A school in Stamford Hill has been told to revise its admissions policy “as quickly as possible” after a number of breaches were found in its arrangements, a government report has ruled.
The admissions arrangements for Yesodey Hatorah Senior Girls, a Charedi Jewish school serving Stamford Hill’s Orthodox Community, do not conform in a “significant number of ways” with the requirements, the report said.
The Office of the Schools Adjudicator investigated the school’s arrangements following complaints lodged by The Fair Admissions Campaign, a group which campaigns against religious selection in school admissions.
The objections raised were to aspects of the faith-based oversubscription criteria used by the school; a number of matters relating to the school’s supplementary information form (SIF); and the random allocation procedures used in the arrangements.
One of the objections upheld by the adjudicator was to the statement that “all pupils will need to abide by the principles and ethics of the Charedi community as guided by the Rabbinate of the Union of Orthodox Hebrew Congregations”.
The Fair Admissions Campaign argued this breached a number of provisions in the code, such as the rule that schools with a religious character are required to offer “every child who applies, whether of the faith, another faith or no faith, a place at the school if there are places available”.
The objector also questioned whether a statement about the strict dress code and TV and internet in the home was compliant with the Code.

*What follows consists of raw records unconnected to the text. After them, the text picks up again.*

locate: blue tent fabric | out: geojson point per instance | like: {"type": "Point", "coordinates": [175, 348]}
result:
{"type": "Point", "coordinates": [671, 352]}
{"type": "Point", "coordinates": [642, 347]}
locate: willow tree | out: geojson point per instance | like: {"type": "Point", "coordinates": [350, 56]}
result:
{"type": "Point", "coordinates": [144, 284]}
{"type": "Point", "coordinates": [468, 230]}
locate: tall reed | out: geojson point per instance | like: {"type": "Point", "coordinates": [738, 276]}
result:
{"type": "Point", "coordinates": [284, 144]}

The school argued that these provisions did not dictate a dress code or access to TV and internet but “defined religiously the conditions that must be met in order to gain priority status” – the adjudicator agreed and did not uphold the complaint.
Rabbi Abraham Pinter, Headteacher at Yesodey Hatorah, said that because the school is often undersubscribed, its admissions policy was “academic” and “untested”.

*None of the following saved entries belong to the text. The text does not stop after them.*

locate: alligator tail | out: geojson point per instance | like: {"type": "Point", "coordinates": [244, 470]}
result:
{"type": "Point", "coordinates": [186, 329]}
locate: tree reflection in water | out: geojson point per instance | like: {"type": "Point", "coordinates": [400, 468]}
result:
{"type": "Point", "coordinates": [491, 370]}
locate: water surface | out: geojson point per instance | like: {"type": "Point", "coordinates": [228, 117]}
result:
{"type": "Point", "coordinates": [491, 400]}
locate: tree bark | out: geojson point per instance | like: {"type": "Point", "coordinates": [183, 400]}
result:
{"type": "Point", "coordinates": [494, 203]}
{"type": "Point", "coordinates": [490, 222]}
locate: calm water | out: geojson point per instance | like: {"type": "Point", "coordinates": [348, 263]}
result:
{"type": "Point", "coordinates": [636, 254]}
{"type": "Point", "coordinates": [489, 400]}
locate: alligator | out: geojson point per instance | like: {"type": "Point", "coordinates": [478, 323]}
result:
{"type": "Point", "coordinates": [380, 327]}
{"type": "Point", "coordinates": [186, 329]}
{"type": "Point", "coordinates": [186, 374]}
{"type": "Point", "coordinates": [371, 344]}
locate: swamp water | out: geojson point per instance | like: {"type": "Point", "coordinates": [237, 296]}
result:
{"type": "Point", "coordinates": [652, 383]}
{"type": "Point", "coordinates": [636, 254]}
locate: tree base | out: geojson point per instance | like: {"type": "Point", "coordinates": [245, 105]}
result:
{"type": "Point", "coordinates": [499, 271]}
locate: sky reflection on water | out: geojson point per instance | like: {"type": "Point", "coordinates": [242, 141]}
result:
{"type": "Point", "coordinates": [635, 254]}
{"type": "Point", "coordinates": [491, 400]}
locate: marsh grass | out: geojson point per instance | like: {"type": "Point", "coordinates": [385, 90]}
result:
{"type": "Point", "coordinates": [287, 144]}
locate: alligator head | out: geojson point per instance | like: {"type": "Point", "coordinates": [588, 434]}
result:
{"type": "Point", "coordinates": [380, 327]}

Rabbi Pinter said he welcomed the investigation and that he was “delighted” that the objection to the school’s ethos was not upheld by the adjudicator. He said: “We are undersubscribed. Any child can get in. Admissions policies only apply if you are oversubscribed.”
“As a result of having to make these changes, [our arrangements] are now more robust. It is a form of wording, and it is important that these policies should be transparent. The adjudicator has done us a favour.”
A spokesman for the Fair Admissions Campaign said: “We’re happy with the outcome of this determination, which was essentially upheld on all grounds.”
In a list compiled last year by the Fair Admission Campaign detailing the fifty “most socio-economically selective state secondary comprehensives in England”, Yesodey Hatorah Senior Girls School was ranked sixth.
A Spokesperson for Hackney Learning Trust said: “We agree with some of the points raised by the objectors and are keen to find a way forward which will suit both the interests of the school and help the borough to prepare for the predicted increase in demand for secondary school places.”
Yesodey Hatorah Senior Girls School was at the centre of an exam redacting scandal earlier this year, and had its rating downgraded from ‘Outstanding’ to ‘Good’, following a no-notice Ofsted inspection in October.